Furthermore, hyperinsulinemia was defined as an independent risk factor for HCC among HBV carriers. The effect of higher insulin on HCC risk persisted after adjustment for other metabolic factors, and was consistent across strata of age, BMI and HBV genotype being more profound among those with lower viral load <4.39 log₁₀ copies/mL at recruitment (HR = 6.15, 95% CI: 2.48–15.22). The study was conducted in Taiwan (1989–2006) on a cohort of 2903 male government employees chronically infected with HBV [38].

In contrast, neither DM nor increased BMI were a risk factor for HCC in a dual HBV and HCV endemic area of southern Taiwan in community cross-sectional and case-control studies performed by Tung HD et al., 2010. Only male gender, age ≥65 years, presence of HBsAg and anti-HCV antibodies, thrombocytopenia, and high alanine aminotransferase (ALT) levels were independent risk factors for HCC [39]. Regarding thrombocytopenia, in Japanese T2DM patients with platelet counts <200 × 10³/µL and probable LC, standardized mortality rate of HCC increased from 3.57 to 6.58 (95% CI: 4.34–9.58). Therefore, thrombocytopenia could be a negative prognostic factor for HCC in T2DM [40].

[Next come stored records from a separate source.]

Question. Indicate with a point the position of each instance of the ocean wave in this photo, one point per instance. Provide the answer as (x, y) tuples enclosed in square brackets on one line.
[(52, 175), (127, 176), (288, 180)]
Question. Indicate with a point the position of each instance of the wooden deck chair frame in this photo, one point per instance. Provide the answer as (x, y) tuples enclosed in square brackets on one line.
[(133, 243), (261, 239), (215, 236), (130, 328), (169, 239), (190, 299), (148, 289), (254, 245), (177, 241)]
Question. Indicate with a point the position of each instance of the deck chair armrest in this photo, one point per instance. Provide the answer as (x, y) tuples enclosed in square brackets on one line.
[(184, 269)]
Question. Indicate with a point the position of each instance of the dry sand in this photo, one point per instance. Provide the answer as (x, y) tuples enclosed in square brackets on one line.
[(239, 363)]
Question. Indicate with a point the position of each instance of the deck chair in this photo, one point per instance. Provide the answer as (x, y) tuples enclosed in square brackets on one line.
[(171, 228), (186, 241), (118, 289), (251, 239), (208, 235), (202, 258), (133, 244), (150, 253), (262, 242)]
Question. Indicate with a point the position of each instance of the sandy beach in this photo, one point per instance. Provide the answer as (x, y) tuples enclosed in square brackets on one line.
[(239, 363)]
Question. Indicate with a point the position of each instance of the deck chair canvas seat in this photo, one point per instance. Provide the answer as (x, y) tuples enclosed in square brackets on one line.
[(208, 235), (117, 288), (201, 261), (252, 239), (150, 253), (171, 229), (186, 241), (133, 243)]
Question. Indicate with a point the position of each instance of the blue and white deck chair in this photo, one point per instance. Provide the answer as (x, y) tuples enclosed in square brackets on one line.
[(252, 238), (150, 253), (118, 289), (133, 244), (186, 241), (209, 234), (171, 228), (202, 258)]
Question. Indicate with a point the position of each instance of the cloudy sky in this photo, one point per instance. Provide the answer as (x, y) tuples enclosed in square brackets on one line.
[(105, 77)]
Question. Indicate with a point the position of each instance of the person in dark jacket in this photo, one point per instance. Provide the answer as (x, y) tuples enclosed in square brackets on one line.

A prospective cohort study showed that there was no association between DM and HCC in patients with HCV-related LC, but in patients without HCV, DM was significantly associated with the risk of developing HCC. The lack of association between DM and HCC was further demonstrated in 410 patients with HCV-related LC enrolled in the HALT-C trial. These results may indicate that in HCV patients who already have a very high risk of HCC, DM may not increase this risk any further [41].

In the USA, between 2001 and 2010, 150 veterans with HCC were analyzed and compared to frequency-matched (2:1) non-cancer controls. DM could not be confirmed as a major risk factor for HCC in the overall cohort and in LC patients. In a subgroup analysis of HCC patients without LC and other risk factors such as chronic hepatitis B, chronic hepatitis C, alcohol-related liver disease and hemochromatosis, DM has become a strong independent predictor of HCC [42].

Yang J.D., 2020, in a prospective cohort study on 354 patients with NASH cirrhosis, showed that the 5-year cumulative incidence rate of HCC was 7.8%: 10.2% for DM patients vs. 1.7% for non-diabetics. DM was associated with an increased risk of developing HCC in univariate (HR = 3.6, 95% CI: 1.1–11.9; p = 0.04) and multivariate analysis (HR = 4.2, 95% CI: 1.2–14.2; p = 0.02). Increasing age and low serum albumin were significantly associated with increased risk of developing HCC in multivariate analysis [43].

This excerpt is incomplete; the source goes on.